You start with the feet, to ground the soul back into its
body. As you stitch it back in with tiny back-and-forth motions, you feel the
perforations that indicate a repeat offender. They offer the needle little
resistance, but still some; this will be his fourth life sentence, it seems. You
glance up at your apprentice and nod at her to approach. She stands opposite
you as the needle darts in and out of the man’s skin, no blood left to leak
out.
With the feet done, you spool out more of the soul. As you
do, its color catches the light and you draw in a breath. Most repeat
offenders, their souls are dark and troubled, churning like the sea in a storm.
But this one…it is diaphanous and light, spider’s silk instead of molasses.

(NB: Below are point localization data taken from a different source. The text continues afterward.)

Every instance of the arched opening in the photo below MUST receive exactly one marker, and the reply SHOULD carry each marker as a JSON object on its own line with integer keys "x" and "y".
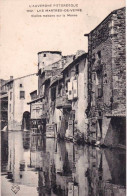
{"x": 26, "y": 120}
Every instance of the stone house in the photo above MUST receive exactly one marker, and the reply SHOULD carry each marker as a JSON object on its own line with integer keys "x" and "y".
{"x": 106, "y": 81}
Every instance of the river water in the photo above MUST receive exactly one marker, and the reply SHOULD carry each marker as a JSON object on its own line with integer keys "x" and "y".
{"x": 34, "y": 165}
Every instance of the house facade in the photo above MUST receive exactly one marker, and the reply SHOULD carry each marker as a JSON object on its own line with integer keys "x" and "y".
{"x": 18, "y": 95}
{"x": 106, "y": 81}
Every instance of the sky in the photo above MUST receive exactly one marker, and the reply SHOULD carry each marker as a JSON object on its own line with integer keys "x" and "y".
{"x": 22, "y": 36}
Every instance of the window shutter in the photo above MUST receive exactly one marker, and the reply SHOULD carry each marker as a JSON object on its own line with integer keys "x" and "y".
{"x": 70, "y": 95}
{"x": 75, "y": 90}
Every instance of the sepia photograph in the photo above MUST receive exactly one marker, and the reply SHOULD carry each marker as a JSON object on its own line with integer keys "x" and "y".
{"x": 63, "y": 97}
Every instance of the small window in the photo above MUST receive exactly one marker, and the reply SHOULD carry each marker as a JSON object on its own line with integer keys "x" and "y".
{"x": 77, "y": 69}
{"x": 10, "y": 95}
{"x": 69, "y": 92}
{"x": 100, "y": 92}
{"x": 10, "y": 108}
{"x": 22, "y": 94}
{"x": 99, "y": 54}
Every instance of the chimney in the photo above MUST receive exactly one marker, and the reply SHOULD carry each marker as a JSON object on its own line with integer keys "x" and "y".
{"x": 11, "y": 77}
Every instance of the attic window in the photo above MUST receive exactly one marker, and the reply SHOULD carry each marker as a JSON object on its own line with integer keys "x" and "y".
{"x": 77, "y": 69}
{"x": 99, "y": 54}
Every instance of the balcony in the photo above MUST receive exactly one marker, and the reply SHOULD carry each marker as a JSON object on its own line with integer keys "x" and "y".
{"x": 62, "y": 102}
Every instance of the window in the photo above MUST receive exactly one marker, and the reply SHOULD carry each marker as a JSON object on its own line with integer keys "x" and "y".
{"x": 10, "y": 108}
{"x": 22, "y": 94}
{"x": 10, "y": 95}
{"x": 99, "y": 54}
{"x": 77, "y": 69}
{"x": 100, "y": 92}
{"x": 53, "y": 94}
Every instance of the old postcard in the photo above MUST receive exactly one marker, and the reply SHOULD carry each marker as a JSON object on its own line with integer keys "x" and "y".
{"x": 63, "y": 97}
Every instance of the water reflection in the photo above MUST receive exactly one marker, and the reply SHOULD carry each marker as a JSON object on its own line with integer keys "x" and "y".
{"x": 60, "y": 168}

Your apprentice sees your hesitation and asks if something
is wrong. You are silent for a long time as you trace your way along the soul’s
thread, feeling for aberrations. You find none.
Your heart seizes in your chest. This – this is his fourth
life sentence? He has been on the table before, stitched back in by others of
your order? How could no one have seen that, clearly, a mistake has been made?
But then, you realize, you didn’t notice at first either.
“This man,” you tell your apprentice quietly, “he is
innocent.”
She draws back, her eyebrows knitting together. You too feel
as though this should be impossible – how could an innocent man have been
allowed to serve three full life sentences? It’s inhumane.
“What can we do?” your apprentice asks in a low voice,
looking over the man’s still form.
You think for a moment. He has already lost so much time, been
subjected to so much pain. How can you make that up to him?
“Hold this.”
You pass the lantern to your apprentice and she dutifully
cradles it against her chest. Painstakingly, you remove the soul thread from
the needle and begin to unstitch it from the body. The soul fights you,
uncertain of what is happening. It only knows two things, and this is not one
of them. You tease the soul free with slow, gently movements, trying to show it
care and compassion. Your intentions bleed into the soul through your fingers,
and it stops resisting, instead winding itself around your hands.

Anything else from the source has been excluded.